Thans valt de gehele tegemoetkoming van het Schadefonds onder een algemene bepaling in de Participatiewet[1] die de gemeenten de bevoegd- en verantwoordelijkheid geeft om de tegemoetkoming van het Schadefonds uit te zonderen van de middelentoets “voor zover deze naar het oordeel van het college uit een oogpunt van bijstandsverlening verantwoord is”. Om te bereiken dat bij de middelentoets in de Participatiewet uniform met de tegemoetkoming wordt omgegaan is aan artikel 7 van de Regeling Participatiewet, IOAW en IOAZ de tegemoetkoming van het Schadefonds toegevoegd. Op de vrijlating van deze tegemoetkoming wordt evenwel één uitzondering gemaakt voor de specifieke uitkering voor “derving levensonderhoud” aan nabestaanden; deze wordt niet op grond van de genoemde Regeling (en dus niet centraal) vrijgelaten.
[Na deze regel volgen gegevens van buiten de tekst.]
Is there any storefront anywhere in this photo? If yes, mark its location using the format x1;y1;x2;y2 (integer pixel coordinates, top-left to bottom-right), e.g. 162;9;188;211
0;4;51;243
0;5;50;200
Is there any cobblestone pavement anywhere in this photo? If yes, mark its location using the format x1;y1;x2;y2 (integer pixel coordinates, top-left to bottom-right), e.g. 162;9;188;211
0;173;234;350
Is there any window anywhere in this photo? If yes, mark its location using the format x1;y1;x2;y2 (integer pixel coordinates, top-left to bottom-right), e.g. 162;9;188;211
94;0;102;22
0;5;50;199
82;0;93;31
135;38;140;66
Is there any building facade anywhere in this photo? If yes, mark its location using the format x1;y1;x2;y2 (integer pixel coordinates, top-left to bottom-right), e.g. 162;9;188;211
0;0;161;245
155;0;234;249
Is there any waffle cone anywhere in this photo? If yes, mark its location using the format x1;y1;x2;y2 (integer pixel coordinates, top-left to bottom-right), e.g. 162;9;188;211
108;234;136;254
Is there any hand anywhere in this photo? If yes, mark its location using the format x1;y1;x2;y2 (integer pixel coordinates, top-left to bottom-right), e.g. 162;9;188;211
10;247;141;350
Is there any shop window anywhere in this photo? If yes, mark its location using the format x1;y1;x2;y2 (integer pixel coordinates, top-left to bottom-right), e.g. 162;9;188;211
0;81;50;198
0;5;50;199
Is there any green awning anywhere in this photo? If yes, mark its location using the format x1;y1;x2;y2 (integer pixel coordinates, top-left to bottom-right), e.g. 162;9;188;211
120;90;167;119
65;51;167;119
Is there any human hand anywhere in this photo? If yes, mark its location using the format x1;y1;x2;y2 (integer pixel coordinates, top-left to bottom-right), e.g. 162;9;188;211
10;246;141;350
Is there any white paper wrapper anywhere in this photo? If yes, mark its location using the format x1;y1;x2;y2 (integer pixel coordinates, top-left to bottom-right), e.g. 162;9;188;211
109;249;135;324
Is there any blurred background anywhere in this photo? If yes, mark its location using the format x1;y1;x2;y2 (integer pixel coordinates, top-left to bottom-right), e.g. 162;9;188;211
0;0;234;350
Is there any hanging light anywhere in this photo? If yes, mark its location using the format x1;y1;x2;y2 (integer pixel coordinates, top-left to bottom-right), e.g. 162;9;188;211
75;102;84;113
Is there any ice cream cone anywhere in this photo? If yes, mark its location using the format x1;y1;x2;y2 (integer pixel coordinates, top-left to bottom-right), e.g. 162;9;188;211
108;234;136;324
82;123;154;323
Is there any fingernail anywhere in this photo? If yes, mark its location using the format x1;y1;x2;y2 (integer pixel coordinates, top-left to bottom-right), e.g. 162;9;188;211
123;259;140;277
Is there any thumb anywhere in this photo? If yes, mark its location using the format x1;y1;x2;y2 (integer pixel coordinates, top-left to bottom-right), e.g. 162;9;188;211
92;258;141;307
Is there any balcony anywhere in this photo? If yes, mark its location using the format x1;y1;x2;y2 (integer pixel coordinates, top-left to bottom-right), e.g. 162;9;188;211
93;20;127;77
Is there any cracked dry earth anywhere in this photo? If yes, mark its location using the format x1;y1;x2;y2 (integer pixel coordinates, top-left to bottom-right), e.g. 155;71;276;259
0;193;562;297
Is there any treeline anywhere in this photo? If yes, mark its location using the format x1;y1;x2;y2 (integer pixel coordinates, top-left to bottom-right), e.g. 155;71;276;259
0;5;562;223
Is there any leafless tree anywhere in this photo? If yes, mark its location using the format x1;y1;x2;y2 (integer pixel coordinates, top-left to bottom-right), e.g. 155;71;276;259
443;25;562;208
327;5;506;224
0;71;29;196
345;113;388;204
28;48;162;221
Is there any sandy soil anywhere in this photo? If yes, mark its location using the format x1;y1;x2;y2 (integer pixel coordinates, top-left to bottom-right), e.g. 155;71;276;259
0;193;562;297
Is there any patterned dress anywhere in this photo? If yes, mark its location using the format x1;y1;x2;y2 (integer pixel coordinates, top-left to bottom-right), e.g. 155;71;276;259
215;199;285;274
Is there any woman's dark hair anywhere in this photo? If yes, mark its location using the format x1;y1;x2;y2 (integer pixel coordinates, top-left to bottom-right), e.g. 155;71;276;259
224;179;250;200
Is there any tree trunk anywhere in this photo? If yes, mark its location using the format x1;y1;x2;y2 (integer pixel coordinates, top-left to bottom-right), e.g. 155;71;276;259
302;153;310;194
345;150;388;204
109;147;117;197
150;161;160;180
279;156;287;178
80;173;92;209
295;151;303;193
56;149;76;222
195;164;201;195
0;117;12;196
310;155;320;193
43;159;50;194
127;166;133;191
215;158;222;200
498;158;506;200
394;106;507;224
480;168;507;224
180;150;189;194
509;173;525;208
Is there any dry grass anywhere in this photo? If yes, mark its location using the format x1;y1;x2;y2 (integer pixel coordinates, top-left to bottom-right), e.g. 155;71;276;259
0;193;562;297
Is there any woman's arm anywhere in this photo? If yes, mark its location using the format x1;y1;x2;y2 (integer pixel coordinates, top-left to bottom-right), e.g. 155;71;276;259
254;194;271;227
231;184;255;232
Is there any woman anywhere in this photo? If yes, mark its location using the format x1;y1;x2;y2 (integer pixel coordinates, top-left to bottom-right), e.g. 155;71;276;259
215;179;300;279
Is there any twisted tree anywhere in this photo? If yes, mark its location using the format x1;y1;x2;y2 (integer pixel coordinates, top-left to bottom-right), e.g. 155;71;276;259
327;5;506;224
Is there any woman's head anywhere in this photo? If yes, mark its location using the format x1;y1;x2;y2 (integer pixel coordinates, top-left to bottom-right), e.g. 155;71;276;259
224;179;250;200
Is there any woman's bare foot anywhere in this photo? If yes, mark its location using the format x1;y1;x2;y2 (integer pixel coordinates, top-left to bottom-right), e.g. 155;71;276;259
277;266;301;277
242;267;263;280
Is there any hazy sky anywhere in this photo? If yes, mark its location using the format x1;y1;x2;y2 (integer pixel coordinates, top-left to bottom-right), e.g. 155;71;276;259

De DLO-uitkering heeft namelijk het expliciete oogmerk tegemoet te komen in de schade die door derving van het levensonderhoud wordt geleden en om de gebruikelijke levensstandaard nog enige tijd voort te zetten. De DLO-uitkering wordt in voorkomende gevallen altijd apart op de beschikking van het Schadefonds genoemd en gespecificeerd.

Voor wat betreft de specifieke DLO-uitkering blijft het - conform het bepaalde in artikel 31, tweede lid, onderdeel m, van de Participatiewet - ter beoordeling van het college om in individuele gevallen te bepalen of het uit een oogpunt van bijstandsverlening verantwoord wordt geacht om de eenmalige DLO-uitkering al dan niet tot de middelen te rekenen. Hierdoor blijft op dit punt in individuele gevallen maatwerk mogelijk.

De aanpassing van de Regeling Participatiewet, IOAW en IOAZ alsmede de toelichting daarop is op 25 mei 2020 in de Staatscourant geplaatst en vindt u hier.

[1] Artikel 31, tweede lid, onderdeel m, van de Participatiewet

6. Wetsvoorstel “schrappen uitzondering zorgbehoefte bloedverwanten in de 2e graad”

Op 2 juni 2020 is het wetsvoorstel “Wijziging van de Participatiewet en enige andere wetten in verband met het opheffen van discriminatoir onderscheid tussen bloedverwanten in de tweede graad en anderen die een gezamenlijke huishouding voeren waarbij sprake is van zorgbehoefte” door de Eerste Kamer verworpen. Wat dit betekent voor de uitvoeringspraktijk, wordt hieronder toegelicht.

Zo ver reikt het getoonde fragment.